Why did it take a revelation by Emad Salem to an investigative reporter almost 20 years after the Shalabi death to connect the dots? Even more disturbingly, given what these newly uncovered FBI 302s tell us about the Kahane and Shalabi murders, why would the Joint Terrorism Task Force keep those confessions hidden from New York police almost a decade after Sept. 11, when intelligence sharing between counterterrorism agencies has become a mandate?
It’s now clear that Bilal Alkaisi was a linchpin connecting the Kahane assassination with the World Trade Center bombing, effectively recasting Kahane’s significance, if not in life, then in the manner of his death. In my books, I prove a direct connection between Ramzi Yousef’s first Trade Center attack in 1993 and the “planes as missiles” plot executed on Sept. 11, which was designed by Yousef in Manila in 1994 and executed by his uncle Khalid Sheikh Mohammed in 2001. What more could other U.S. intelligence agencies like the CIA, the Defense Intelligence Agency, and the National Security Agency have learned, in the years leading up to the Sept. 11 plot, if the full truth behind the rabbi’s murder and its place in Bin Laden’s decades-long plot to attack the United States had been known?
And there’s a more immediate question: What, if anything, does the New York Police Department intend to do about Bilal Alkaisi?

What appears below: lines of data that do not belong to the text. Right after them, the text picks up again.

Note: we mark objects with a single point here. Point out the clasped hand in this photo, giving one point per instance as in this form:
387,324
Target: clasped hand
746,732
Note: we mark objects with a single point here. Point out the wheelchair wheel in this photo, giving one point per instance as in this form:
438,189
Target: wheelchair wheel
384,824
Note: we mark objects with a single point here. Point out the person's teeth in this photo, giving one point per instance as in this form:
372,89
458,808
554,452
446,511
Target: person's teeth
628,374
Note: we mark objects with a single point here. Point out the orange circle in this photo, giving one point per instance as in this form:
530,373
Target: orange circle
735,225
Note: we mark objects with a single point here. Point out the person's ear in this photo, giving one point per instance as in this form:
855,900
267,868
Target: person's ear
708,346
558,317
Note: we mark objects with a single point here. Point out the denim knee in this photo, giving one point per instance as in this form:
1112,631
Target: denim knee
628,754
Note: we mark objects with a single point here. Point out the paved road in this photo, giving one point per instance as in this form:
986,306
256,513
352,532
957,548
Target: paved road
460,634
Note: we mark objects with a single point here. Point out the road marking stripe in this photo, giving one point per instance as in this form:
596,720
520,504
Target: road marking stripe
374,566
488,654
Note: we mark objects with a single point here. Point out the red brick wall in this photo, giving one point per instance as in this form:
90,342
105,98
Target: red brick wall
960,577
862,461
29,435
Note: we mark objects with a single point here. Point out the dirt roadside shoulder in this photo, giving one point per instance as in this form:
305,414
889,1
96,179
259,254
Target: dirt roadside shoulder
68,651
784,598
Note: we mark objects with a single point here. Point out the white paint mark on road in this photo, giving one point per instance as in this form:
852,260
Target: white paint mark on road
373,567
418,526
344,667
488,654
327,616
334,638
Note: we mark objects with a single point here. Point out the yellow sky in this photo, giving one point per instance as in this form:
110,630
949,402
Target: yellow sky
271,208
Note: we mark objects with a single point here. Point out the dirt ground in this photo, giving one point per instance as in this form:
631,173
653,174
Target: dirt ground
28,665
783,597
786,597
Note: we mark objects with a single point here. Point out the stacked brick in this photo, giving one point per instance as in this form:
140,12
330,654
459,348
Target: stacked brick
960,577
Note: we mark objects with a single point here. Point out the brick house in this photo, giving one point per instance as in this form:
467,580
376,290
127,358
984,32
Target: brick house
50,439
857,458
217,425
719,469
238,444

With these confessions, now public, will the Brooklyn D.A. issue a murder warrant for the Jordanian national, who is still presumably at large? We don’t know if he’s alive or dead. The NYPD’s public information office has refused my multiple requests for a response. The district attorney’s office says it’s still studying the matter. And the FBI, as it has with all of my findings, remains mute.